I jokingly tell my mom that I pulled her out of retirement again now that she takes care of The Bean. Five years, the last time I had a newborn, has taken a toll on them. They both move slower, they've got more ailments and, quite simply, have grown older. But they, especially my mom, wants to help me. She knows that she is saving me a lot of money by watching my son full-time but she also said it gives her peace knowing he is with people who love him and want to do no harm. Because of our schedules, it's not an easy task. The Man has to take our son to my parents because I can't take him to my parents and The Bun to school and make it to work in time. So The Man takes The Bean before work which means dropping him off at my parents a little after 5:00 in the morning.
I know, right? Talk about being yanked out of retirement. My mom, his primary care giver, watches him for about 12 hours of the day. She could be doing anything else but for five days a week, she watches my son for 12 hours. This is how she and my dad show their love for me and for my son.

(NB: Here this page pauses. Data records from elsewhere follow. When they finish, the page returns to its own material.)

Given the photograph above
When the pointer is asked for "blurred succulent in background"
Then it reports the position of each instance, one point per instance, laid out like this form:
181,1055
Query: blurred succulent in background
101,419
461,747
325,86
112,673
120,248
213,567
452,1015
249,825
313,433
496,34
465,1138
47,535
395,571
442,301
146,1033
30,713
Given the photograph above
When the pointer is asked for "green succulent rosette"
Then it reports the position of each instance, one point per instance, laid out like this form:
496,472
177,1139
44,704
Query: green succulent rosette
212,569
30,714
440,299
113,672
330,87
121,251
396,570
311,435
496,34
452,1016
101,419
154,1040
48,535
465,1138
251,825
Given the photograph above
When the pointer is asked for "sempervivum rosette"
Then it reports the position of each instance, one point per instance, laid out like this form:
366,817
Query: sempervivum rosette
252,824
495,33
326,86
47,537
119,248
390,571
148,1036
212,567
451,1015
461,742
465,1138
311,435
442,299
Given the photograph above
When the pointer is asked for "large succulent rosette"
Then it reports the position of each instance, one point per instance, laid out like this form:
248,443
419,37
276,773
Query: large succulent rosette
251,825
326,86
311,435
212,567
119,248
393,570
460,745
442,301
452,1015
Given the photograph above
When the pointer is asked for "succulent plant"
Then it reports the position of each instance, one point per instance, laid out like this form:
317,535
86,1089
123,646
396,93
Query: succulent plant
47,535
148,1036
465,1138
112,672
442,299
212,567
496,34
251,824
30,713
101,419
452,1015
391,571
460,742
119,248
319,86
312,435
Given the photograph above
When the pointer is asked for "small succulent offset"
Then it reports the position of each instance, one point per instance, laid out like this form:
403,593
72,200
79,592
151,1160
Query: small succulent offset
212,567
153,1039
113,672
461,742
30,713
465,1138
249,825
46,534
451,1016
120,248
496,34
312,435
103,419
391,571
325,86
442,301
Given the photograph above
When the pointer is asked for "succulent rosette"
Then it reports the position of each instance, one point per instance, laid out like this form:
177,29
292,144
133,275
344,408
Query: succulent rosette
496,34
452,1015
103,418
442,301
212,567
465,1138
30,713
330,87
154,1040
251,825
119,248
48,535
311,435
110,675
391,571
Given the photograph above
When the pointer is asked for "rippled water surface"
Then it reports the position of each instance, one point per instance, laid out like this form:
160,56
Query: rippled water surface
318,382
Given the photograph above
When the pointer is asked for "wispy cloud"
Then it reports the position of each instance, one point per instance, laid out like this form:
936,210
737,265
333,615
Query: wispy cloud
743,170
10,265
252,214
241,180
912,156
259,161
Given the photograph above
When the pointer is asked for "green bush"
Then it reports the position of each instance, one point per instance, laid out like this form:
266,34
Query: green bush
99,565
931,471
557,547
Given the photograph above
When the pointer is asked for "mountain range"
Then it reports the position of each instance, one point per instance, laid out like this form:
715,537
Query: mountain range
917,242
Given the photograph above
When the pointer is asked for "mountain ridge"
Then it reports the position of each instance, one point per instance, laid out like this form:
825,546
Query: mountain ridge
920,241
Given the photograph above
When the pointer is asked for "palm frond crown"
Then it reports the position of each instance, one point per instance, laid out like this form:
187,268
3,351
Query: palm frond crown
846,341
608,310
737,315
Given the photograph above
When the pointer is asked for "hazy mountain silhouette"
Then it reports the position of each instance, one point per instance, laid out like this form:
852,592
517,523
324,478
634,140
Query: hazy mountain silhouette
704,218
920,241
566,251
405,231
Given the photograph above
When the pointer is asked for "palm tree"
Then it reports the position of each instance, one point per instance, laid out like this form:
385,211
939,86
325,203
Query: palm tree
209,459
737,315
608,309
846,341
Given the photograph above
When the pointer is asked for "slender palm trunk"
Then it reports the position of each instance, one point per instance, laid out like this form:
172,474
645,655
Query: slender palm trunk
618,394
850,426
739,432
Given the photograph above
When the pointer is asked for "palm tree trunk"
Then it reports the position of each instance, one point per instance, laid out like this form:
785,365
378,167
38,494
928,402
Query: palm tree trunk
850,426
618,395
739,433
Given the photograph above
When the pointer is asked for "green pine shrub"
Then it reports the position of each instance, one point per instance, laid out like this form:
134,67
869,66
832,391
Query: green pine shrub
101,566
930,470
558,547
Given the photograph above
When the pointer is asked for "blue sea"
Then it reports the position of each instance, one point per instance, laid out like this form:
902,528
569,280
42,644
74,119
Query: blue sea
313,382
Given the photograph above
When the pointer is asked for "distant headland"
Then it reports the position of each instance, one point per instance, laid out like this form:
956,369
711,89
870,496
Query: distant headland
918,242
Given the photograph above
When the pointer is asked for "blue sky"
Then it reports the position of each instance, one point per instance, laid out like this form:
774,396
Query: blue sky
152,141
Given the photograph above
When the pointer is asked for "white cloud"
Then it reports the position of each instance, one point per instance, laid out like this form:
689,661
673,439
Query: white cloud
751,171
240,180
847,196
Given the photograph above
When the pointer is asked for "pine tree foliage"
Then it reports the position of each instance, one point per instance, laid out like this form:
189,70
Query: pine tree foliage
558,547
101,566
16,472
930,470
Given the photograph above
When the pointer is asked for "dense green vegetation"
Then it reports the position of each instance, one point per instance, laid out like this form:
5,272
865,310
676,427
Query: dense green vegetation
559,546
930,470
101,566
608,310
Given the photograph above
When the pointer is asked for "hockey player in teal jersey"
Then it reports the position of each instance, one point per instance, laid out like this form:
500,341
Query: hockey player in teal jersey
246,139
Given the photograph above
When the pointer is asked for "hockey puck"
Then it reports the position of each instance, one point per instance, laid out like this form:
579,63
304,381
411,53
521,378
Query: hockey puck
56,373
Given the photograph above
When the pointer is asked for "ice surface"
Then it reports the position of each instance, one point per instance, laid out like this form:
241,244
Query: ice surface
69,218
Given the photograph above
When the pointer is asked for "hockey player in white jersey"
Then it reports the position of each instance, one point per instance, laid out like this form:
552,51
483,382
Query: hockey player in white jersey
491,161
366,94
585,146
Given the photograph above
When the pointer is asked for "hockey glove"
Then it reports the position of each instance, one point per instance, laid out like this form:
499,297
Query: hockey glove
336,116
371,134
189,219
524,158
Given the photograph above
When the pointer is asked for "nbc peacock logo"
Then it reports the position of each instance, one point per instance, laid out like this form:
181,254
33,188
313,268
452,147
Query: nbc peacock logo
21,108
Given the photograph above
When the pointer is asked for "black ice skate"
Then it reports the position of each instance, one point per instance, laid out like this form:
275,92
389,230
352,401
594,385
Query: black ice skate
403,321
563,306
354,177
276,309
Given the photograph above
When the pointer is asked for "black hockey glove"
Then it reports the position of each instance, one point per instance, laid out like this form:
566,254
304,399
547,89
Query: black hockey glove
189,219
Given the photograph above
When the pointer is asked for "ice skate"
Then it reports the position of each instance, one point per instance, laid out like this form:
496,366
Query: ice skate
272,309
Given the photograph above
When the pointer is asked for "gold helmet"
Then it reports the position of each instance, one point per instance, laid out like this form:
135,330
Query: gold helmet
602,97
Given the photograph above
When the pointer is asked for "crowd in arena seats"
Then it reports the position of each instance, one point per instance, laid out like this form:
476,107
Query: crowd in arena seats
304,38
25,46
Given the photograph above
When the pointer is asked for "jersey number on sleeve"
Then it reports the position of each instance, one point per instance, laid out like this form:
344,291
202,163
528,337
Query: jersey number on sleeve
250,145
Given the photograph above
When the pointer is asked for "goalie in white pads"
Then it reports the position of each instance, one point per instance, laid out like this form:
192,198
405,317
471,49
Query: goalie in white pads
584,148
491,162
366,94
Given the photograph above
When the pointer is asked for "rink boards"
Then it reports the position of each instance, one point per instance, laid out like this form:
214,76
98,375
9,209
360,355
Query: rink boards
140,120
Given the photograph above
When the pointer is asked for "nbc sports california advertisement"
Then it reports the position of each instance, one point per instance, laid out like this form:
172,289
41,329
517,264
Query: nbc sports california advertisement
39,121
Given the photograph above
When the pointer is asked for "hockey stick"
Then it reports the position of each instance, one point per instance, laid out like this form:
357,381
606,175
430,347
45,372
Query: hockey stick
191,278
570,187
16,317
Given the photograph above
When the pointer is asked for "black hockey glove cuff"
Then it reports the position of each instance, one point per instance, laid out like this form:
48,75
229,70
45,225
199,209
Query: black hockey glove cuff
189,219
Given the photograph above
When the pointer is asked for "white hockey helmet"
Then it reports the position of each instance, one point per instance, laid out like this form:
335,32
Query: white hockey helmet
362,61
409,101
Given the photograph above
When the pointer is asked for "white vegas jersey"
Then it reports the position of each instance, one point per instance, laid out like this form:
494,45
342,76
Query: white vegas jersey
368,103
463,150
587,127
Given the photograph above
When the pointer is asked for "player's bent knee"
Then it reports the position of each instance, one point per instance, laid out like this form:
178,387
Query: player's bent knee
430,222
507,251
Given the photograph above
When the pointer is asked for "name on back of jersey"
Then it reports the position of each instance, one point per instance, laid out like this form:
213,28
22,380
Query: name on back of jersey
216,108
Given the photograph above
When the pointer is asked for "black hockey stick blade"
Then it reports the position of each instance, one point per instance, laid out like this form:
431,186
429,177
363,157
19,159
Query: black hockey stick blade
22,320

I used to think all grandparents are like this. From what I hear from friends, there are quite a few that are. But there are also many grandparents who have told their kids that they are done raising babies and they want to relax. I'm so very blessed that my parents don't take that point of view. They see an opportunity to help me out so they do.
From time to time, I moan and groan about wanting to rest, about wanting "me" time. But then I remember just how much my parents have sacrificed and how much harder they've had it than me and I realize that I should really just grin and bear it. They've always made family #1 and I hope to instill that kind outlook in my kids.